# Pivot Tables

## Introduction 

Most of us have heard of pivot tables from Excel. Pivot tables are a useful tool for reshaping and aggregating our data to gain meaningful insight about the data.

![alt text](https://i2.wp.com/cmdlinetips.com/wp-content/uploads/2018/12/pivot_example_Pandas.jpg)

## The pivot_table function

In Pandas we create a pivot table using the pivot_table function. However, before using the function, let's spend some time looking at the different components of the function. 

### Index

The index columns are the columns we are going to group by.

For example, recall our vehicles dataset. We can look at a pivot table where the index is vehicle class:

In [None]:
import pandas as pd

In [None]:
vehicles = pd.read_csv('vehicles.csv')

In [None]:
vehicles.head()

In [None]:
vehicles.Cylinders.unique()

In [None]:
vehicles.pivot_table(index=["Vehicle Class"]).head()

In [None]:
# Explain the values in the df 
vehicles["Vehicle Class"].isin(['Large Cars'])

In [None]:
# Create subset
large_cars = vehicles[vehicles["Vehicle Class"].isin(['Large Cars'])]

In [None]:
# Compute the mean 
large_cars["City MPG"].sum() / len(large_cars["City MPG"])

In [None]:
large_cars["City MPG"].mean()

### Columns
The columns argument is used to determine the columns for which we would like to compute a summary statistic for every value.

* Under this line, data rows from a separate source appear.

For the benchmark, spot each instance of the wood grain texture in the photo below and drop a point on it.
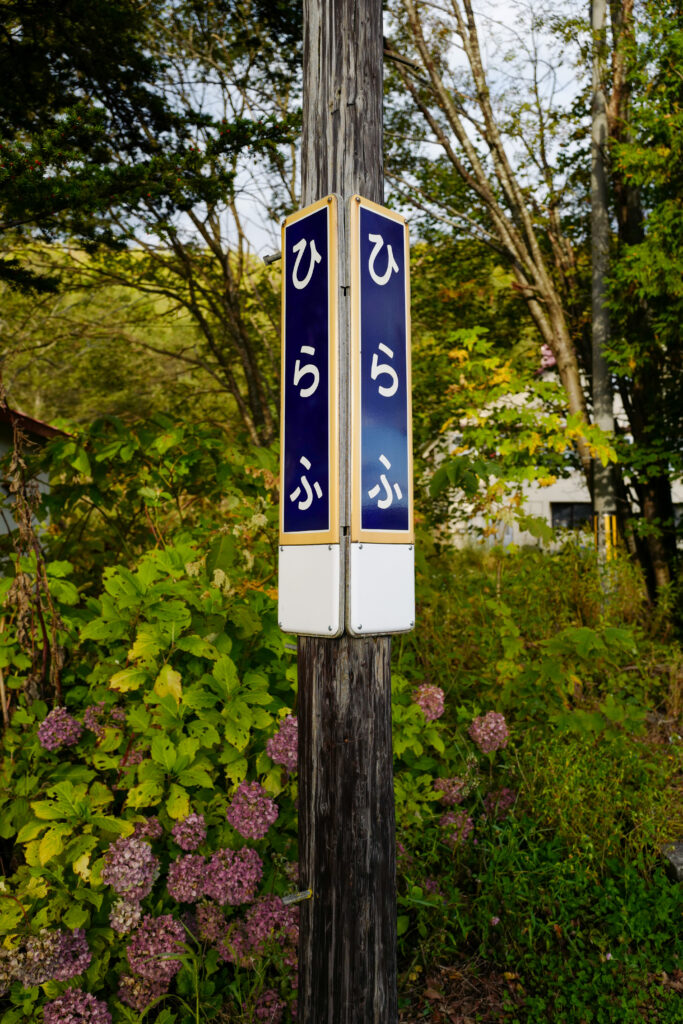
(347, 950)
(347, 954)
(342, 100)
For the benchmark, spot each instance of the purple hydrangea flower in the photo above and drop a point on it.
(189, 833)
(74, 954)
(269, 1007)
(77, 1007)
(430, 699)
(57, 729)
(186, 877)
(453, 790)
(283, 747)
(153, 948)
(489, 732)
(252, 811)
(210, 922)
(125, 915)
(267, 922)
(130, 867)
(92, 718)
(138, 992)
(231, 877)
(37, 960)
(458, 825)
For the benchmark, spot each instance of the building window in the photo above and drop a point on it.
(570, 515)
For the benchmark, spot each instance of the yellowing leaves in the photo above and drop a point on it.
(128, 679)
(169, 681)
(50, 845)
(82, 866)
(177, 804)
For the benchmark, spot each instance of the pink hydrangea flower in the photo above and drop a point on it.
(283, 747)
(232, 876)
(125, 915)
(267, 922)
(77, 1007)
(152, 948)
(130, 867)
(138, 992)
(252, 811)
(210, 922)
(269, 1007)
(430, 699)
(57, 729)
(186, 878)
(489, 732)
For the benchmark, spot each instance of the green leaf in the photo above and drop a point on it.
(128, 679)
(205, 732)
(50, 845)
(225, 673)
(30, 830)
(169, 681)
(146, 646)
(47, 810)
(196, 776)
(198, 646)
(177, 804)
(100, 629)
(145, 795)
(237, 767)
(163, 752)
(221, 554)
(138, 718)
(76, 916)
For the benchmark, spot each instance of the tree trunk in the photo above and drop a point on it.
(604, 503)
(347, 951)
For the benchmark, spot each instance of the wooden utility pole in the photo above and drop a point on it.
(604, 505)
(347, 952)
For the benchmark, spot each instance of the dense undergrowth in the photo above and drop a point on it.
(147, 832)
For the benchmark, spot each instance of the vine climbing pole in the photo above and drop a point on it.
(347, 953)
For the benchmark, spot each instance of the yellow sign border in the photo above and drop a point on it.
(356, 532)
(331, 536)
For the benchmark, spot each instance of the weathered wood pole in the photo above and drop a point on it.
(604, 504)
(347, 951)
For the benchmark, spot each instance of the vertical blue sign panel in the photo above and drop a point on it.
(306, 421)
(385, 463)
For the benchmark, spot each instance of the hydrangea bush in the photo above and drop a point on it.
(148, 818)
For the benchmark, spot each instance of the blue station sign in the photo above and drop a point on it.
(381, 416)
(309, 462)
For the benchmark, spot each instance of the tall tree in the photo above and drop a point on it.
(604, 503)
(496, 159)
(159, 178)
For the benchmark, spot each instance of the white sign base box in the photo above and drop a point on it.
(381, 589)
(309, 589)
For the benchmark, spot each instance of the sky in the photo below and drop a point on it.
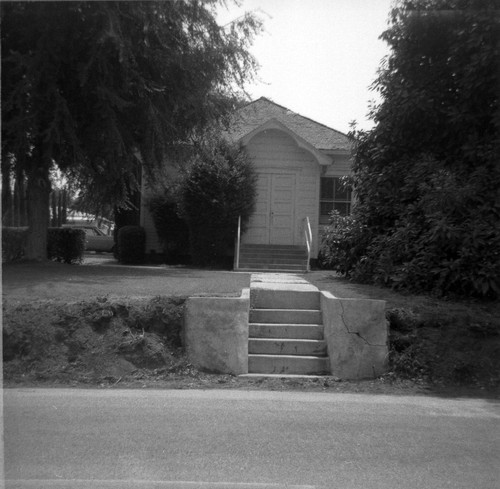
(318, 57)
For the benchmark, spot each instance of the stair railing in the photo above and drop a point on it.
(308, 236)
(238, 244)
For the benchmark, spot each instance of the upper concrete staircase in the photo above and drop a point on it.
(273, 258)
(286, 332)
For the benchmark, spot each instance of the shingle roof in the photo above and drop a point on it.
(258, 112)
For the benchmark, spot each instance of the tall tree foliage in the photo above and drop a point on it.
(100, 88)
(427, 177)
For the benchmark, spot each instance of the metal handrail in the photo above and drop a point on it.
(238, 243)
(308, 236)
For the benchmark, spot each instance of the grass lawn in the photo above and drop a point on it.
(57, 281)
(53, 330)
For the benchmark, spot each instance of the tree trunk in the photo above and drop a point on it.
(38, 212)
(53, 208)
(64, 206)
(7, 211)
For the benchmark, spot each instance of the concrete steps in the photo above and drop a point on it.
(286, 333)
(276, 258)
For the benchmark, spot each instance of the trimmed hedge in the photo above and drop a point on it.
(172, 230)
(13, 243)
(66, 245)
(131, 245)
(219, 186)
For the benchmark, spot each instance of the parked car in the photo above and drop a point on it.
(96, 240)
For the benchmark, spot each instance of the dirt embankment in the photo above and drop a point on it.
(92, 341)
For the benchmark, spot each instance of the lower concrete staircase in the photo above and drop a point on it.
(272, 258)
(286, 333)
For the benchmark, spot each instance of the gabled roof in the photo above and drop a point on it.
(253, 115)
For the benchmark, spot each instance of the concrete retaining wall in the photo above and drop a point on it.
(356, 333)
(216, 333)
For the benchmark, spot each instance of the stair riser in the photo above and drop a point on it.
(270, 248)
(272, 261)
(287, 347)
(307, 332)
(284, 299)
(285, 316)
(261, 364)
(273, 266)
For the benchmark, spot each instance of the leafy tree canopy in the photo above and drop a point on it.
(427, 177)
(99, 88)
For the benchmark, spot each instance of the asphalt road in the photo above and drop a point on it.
(247, 440)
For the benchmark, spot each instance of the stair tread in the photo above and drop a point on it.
(290, 357)
(308, 340)
(286, 324)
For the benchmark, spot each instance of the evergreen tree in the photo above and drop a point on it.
(102, 88)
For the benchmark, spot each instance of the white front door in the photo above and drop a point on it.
(273, 217)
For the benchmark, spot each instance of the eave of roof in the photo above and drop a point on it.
(254, 114)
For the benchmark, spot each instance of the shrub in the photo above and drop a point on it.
(219, 187)
(13, 243)
(131, 244)
(65, 245)
(172, 230)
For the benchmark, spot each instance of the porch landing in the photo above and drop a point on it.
(271, 258)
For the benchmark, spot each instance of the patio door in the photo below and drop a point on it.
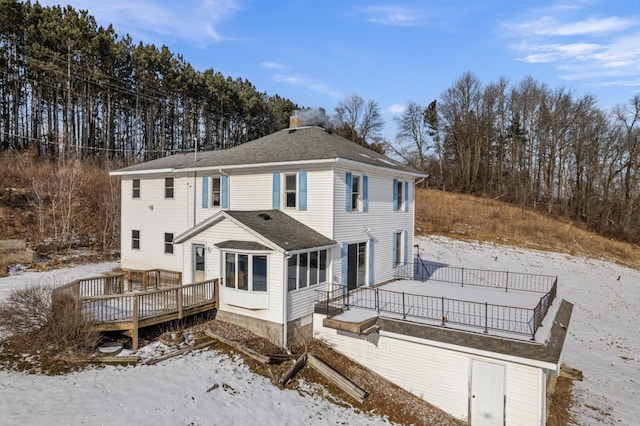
(487, 394)
(198, 262)
(356, 265)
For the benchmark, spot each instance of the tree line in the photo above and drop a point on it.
(69, 85)
(542, 148)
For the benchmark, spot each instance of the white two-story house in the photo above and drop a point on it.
(275, 219)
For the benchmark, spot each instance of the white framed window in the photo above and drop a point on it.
(168, 187)
(355, 193)
(135, 239)
(306, 269)
(168, 242)
(246, 272)
(135, 188)
(216, 191)
(290, 190)
(398, 244)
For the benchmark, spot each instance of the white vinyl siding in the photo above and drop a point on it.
(227, 230)
(151, 214)
(440, 375)
(378, 224)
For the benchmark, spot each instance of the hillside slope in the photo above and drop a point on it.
(471, 218)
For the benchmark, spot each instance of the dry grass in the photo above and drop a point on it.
(46, 330)
(473, 218)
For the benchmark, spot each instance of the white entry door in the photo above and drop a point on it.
(487, 394)
(198, 263)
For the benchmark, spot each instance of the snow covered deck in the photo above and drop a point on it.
(485, 303)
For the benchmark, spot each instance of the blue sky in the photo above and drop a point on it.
(318, 53)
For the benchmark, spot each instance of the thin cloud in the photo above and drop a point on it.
(603, 51)
(271, 65)
(309, 84)
(396, 109)
(395, 16)
(195, 21)
(551, 26)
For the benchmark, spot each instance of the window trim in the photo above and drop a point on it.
(169, 190)
(287, 191)
(319, 271)
(168, 244)
(135, 189)
(135, 239)
(213, 192)
(398, 246)
(250, 271)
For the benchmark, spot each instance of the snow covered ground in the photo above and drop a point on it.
(207, 388)
(604, 333)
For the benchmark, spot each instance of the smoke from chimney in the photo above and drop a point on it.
(310, 117)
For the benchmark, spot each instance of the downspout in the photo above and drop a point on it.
(284, 303)
(195, 184)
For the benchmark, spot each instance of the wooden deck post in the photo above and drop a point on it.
(134, 331)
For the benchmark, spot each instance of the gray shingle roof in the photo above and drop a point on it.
(288, 145)
(281, 229)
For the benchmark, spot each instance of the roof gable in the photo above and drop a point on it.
(273, 226)
(302, 144)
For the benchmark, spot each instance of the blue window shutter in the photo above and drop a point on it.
(406, 196)
(344, 264)
(205, 192)
(395, 195)
(348, 199)
(394, 247)
(405, 251)
(365, 193)
(224, 188)
(302, 181)
(276, 191)
(371, 282)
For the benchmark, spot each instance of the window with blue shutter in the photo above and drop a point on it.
(348, 178)
(371, 282)
(365, 193)
(276, 191)
(405, 250)
(224, 181)
(395, 195)
(302, 183)
(344, 264)
(406, 196)
(205, 192)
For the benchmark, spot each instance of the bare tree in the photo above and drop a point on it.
(415, 135)
(359, 120)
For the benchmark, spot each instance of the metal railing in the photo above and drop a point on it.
(421, 271)
(486, 316)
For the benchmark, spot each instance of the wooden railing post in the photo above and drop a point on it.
(134, 332)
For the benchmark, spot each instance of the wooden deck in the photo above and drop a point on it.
(109, 303)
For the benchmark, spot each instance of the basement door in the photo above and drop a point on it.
(487, 394)
(198, 263)
(356, 265)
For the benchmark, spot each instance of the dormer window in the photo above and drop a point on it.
(216, 192)
(168, 187)
(290, 190)
(355, 193)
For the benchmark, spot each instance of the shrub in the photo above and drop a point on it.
(46, 324)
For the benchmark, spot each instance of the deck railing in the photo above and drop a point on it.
(139, 306)
(422, 271)
(486, 316)
(152, 278)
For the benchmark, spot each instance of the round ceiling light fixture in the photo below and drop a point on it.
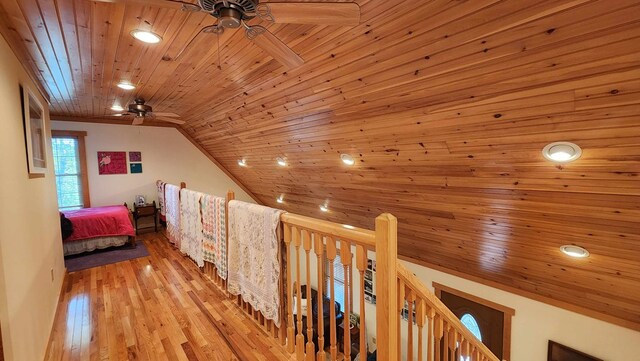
(562, 152)
(347, 159)
(126, 85)
(146, 36)
(574, 251)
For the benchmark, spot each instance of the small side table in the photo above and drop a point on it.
(147, 210)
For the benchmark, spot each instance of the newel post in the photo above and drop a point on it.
(386, 286)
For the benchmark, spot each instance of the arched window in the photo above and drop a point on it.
(471, 323)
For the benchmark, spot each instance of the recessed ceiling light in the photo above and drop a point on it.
(347, 159)
(574, 251)
(146, 36)
(562, 152)
(126, 85)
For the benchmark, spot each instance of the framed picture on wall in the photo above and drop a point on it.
(33, 118)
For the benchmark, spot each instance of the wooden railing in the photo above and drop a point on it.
(446, 339)
(307, 243)
(318, 240)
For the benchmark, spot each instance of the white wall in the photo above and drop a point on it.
(534, 324)
(30, 241)
(166, 155)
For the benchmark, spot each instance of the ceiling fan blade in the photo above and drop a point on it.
(172, 4)
(170, 120)
(161, 114)
(325, 13)
(274, 46)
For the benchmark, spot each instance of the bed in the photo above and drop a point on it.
(98, 228)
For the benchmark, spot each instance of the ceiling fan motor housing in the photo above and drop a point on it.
(230, 13)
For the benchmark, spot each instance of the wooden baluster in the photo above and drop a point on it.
(290, 327)
(331, 256)
(437, 331)
(306, 243)
(299, 337)
(445, 352)
(420, 315)
(453, 344)
(386, 283)
(400, 302)
(430, 334)
(467, 349)
(361, 265)
(410, 299)
(319, 248)
(346, 258)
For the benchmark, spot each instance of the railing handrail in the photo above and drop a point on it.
(357, 235)
(413, 282)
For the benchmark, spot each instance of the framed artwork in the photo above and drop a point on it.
(112, 163)
(33, 117)
(135, 168)
(135, 157)
(140, 201)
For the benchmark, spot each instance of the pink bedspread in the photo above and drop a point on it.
(99, 222)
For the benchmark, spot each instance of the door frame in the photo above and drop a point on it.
(507, 312)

In the example above, we aggregated all columns. We can also use the values to select a subset of columns.

For example:

In [None]:
vehicles = pd.read_csv('vehicles.csv')

In [None]:
vehicles.pivot_table(index=["Vehicle Class"], columns=["Cylinders"]).head()

In [None]:
compact_cars = vehicles[vehicles["Vehicle Class"].isin(['Compact Cars'])]

In [None]:
compact_cars.Cylinders.unique()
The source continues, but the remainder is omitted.